Button1Press = Function({this}, Print(this <<Get Button Name))

On another button, use Button1Press script to produce the same results.

Two other advantages of named scripts: when you add a named script to an object, JMP inserts a placeholder script on the Scripts tab, which you then edit. On the Scripts tab, you can also select a script from the Method list to navigate to that code, which is particularly helpful in long scripts.

Add a named script:

1. Right-click the object, select Scripts, and then select the script that you want to add. In this example of creating a button, select the Press script. (On macOS, press Control, and then select Scripts > Press.)

The object’s placeholder script appears on the Scripts tab (Figure 16.11). The name of the named script, Button1Press, shows up in both the script and the object properties.

Figure 16.11 New Script and Script Properties 

New Script and Script Properties

2. Edit the object’s placeholder script and properties to provide the necessary functionality. For example, the button box shown in Figure 16.11 was renamed. The Title property was changed to Submit, the text that appears on the button.

Tip: After you add a script to an object and then delete the object, delete the object’s script from the Scripts tab if you no longer need the script. This feature prevents scripts that you might want in the future from being deleted.

If you rename the script in the object properties, rename it on the Scripts tab also.

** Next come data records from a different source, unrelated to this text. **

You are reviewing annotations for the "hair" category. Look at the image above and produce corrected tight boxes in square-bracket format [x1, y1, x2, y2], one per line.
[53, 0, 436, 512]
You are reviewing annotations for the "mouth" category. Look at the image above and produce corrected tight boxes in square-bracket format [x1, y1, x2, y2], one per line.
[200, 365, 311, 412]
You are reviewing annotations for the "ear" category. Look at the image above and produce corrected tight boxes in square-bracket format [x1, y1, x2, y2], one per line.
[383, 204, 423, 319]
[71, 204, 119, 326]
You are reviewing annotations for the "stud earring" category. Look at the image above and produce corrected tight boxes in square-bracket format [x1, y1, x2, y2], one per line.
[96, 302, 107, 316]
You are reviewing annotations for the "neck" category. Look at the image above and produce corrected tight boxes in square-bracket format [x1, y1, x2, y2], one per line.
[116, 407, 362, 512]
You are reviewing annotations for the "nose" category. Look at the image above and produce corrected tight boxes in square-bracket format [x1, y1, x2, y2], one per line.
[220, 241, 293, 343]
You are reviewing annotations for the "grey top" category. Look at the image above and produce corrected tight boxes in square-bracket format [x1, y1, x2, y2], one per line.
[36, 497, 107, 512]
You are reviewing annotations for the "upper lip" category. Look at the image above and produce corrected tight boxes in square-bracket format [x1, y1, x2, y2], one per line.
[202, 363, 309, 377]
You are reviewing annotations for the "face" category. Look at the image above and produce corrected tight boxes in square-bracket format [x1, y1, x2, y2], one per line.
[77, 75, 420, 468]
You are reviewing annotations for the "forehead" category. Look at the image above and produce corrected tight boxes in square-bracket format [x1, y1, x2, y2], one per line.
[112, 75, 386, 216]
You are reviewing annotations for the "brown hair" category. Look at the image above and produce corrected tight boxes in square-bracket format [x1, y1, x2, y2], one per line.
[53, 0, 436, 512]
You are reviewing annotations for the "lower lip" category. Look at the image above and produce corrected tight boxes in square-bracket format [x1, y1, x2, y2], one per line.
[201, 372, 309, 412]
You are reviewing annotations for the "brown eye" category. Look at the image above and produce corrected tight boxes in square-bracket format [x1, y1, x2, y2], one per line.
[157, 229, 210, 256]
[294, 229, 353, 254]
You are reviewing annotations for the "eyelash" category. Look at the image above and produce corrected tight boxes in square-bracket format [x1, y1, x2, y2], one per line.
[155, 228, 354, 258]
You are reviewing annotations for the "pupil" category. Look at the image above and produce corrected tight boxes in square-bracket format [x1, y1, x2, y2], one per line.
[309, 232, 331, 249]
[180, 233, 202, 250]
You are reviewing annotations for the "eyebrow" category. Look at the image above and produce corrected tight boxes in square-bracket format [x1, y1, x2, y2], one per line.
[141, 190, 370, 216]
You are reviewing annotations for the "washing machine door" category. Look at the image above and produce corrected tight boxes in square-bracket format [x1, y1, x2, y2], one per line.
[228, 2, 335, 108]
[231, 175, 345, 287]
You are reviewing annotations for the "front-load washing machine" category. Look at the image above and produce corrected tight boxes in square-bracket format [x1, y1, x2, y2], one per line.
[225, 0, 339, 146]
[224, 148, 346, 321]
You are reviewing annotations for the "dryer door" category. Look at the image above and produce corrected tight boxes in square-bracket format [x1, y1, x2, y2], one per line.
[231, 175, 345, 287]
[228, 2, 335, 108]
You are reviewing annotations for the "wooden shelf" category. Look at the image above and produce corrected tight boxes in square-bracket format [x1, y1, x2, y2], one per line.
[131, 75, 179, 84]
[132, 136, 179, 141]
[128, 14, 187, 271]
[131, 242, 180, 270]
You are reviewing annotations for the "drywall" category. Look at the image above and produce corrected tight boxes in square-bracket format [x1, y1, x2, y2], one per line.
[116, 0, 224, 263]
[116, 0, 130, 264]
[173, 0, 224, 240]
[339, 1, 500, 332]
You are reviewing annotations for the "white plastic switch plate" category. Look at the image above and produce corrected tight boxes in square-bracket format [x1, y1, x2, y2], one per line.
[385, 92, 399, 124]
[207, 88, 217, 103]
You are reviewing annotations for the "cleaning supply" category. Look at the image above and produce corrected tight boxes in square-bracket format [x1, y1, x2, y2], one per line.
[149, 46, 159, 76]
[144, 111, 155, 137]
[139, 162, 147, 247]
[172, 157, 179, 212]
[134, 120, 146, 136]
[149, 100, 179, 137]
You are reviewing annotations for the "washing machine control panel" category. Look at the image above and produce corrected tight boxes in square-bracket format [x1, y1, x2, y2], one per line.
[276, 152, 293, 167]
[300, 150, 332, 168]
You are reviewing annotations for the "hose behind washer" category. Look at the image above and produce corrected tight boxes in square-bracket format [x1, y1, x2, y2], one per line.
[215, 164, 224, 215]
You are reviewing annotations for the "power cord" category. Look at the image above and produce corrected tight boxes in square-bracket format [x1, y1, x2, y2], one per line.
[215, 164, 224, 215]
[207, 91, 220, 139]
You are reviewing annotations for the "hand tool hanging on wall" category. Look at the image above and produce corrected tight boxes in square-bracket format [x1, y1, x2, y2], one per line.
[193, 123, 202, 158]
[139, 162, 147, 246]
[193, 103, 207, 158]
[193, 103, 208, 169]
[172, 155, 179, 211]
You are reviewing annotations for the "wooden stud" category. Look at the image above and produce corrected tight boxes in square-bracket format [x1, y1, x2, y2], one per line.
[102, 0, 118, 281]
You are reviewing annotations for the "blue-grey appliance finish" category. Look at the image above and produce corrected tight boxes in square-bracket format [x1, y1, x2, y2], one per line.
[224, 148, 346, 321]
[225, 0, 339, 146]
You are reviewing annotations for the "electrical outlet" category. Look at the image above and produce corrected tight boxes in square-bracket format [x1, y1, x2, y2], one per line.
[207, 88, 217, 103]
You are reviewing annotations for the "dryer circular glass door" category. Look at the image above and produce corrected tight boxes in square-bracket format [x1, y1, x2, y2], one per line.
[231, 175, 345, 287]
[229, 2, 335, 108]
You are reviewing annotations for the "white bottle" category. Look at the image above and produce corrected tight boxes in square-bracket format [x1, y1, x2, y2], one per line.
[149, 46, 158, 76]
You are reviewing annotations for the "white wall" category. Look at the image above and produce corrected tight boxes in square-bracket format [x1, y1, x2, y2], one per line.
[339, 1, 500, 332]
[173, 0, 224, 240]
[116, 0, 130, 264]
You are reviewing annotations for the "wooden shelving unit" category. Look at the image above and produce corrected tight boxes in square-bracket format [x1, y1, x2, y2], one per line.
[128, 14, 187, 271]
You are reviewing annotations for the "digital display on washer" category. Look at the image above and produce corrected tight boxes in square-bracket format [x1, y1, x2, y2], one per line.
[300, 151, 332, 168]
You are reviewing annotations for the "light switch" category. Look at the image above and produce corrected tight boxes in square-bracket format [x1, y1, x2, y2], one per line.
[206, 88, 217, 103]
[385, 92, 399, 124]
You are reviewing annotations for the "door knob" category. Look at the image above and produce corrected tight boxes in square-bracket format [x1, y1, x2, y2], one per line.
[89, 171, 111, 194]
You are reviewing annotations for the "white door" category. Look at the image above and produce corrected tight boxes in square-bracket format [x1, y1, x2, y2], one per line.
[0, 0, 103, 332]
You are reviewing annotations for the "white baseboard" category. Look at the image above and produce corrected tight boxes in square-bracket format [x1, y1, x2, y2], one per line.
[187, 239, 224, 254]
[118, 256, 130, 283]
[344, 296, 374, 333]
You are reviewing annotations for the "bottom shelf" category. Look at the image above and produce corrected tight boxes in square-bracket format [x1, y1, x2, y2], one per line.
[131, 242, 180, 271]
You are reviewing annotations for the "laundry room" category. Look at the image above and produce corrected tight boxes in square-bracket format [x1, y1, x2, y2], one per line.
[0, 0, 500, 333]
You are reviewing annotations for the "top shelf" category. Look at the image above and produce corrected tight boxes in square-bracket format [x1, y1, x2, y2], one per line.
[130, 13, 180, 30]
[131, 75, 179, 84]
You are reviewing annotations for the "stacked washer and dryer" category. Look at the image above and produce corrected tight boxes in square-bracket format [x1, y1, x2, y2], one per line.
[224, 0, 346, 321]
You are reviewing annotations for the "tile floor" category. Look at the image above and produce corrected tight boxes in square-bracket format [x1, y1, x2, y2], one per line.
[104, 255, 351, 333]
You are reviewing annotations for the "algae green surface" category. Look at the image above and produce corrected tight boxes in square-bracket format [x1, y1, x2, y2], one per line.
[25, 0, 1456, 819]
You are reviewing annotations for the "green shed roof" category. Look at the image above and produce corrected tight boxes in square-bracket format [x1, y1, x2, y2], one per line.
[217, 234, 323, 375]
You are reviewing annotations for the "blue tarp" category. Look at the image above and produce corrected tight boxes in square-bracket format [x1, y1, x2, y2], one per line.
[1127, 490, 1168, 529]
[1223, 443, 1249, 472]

And if the script is used in another part of the application, rename it there as well.

Write an Anonymous Script

An anonymous script is available only to the object that defines it. For example, you might want a simple Print statement for one button that is not used elsewhere. By writing an anonymous script, you reduce the number of names to manage in the script. Anonymous scripts also reduce clutter among more important named scripts in the Scripts tab, because you add them to the object properties.

The following examples show two types of anonymous scripts:

Print(Button1 <<GetButtonName) // simple anonymous
Function({this}, Print(this <<GetButtonName)) // parameterized anonymous

Notice that the simple script sends a message to the “Button1” variable, but this is the control in the parameterized script.

Objects such as check boxes might provide additional arguments after this that are not otherwise available. One example is an argument that tells which check box in a column of check boxes just changed.

Write an anonymous script:

1. Select the object and click Image shown here in the object properties.

The anonymous script editor appears.

2. Enter the script and click OK.

The text of the anonymous script appears in the object’s properties (rather than the name of a named script).

Tip: Avoid copying and pasting anonymous functions to simplify code maintenance; use a named script instead if the script is needed in more than one place.

Show Specific Scripts

There are several ways to view a script for a specific object:

Double-click the object on the Module tab.

When an object has multiple scripts, right-click the object, select Scripts, and then select the script name. You can also select the Scripts tab, select the module name from the Namespace list and then select the script name from the Method list. Likewise, to see the application scripts, select Application from the Namespace list.

In each case, the Scripts tab appears with the cursor in the first line of the object’s script.

Tip: To make a poorly formatted script easier to read, right-click and select Reformat Script.

Copy and Paste Objects with Scripts

When you copy and paste an object that has a script, the second instance of the object and script are renamed.

Edit a Platform Script

You can select the object for a platform in an application and edit the script for that platform. For example, you might edit the script for the Multivariate platform to show the scatterplot matrix or to use different columns.